Ramis, en una conferencia organizada por la Mesa Interreligiosa de Alicante, recordó que la Carta de la Tierra, documento aceptado por la Unesco en el año 2000, es «una llamada de atención sobre nuestra responsabilidad con el planeta» ante el calentamiento global de la Tierra. Según el especialista, la sociedad española se encuentra en la actualidad una fase de «concienciación» ante los efectos negativos de este fenómeno, «estamos despertando ahora, ya se ve que hay un problema y sabemos que debemos poner remedio», tras una primera fase derrotista de pensar que «pase lo que pase, vamos a seguir así» y antes de reclamar un cambio radical del sistema de vida, que sería la tercera fase.

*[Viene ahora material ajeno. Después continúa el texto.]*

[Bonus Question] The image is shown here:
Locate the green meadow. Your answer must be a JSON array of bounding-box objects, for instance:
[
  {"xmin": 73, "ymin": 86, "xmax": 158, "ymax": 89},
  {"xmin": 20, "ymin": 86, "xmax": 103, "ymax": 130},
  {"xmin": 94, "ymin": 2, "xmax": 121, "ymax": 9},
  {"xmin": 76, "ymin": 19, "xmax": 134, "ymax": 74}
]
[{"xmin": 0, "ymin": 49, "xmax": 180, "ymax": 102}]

Guillem Ramis explicó que, aunque se están dando algunos pasos por mejorar la situación desde algunos gobiernos, «éstos no son suficientes ni se adoptan todas las medidas que serían necesarias. ¿Donde están las energías alternativas, por qué no se ponen en marcha », al tiempo que se esforzó por transmitir un mensaje realista y no catastrofista de la situación mundial, con el convencimiento de que «sólo se puede cambiar si los ciudadanos nos damos cuenta y presionamos a los gobiernos para convencernos de que el mundo es de todos y no podemos echarlo a perder».
El miembro de la Carta de la Tierra incidió en la necesidad de hacer un esfuerzo educativo por transmitir los valores de respeto y responsabilidad con el planeta, insistió en que «otro mundo es posible y es necesario» y recordó la máxima de que « mucha gente pequeña, en lugares pequeños, haciendo cosas pequeñas, puede cambiar el mundo».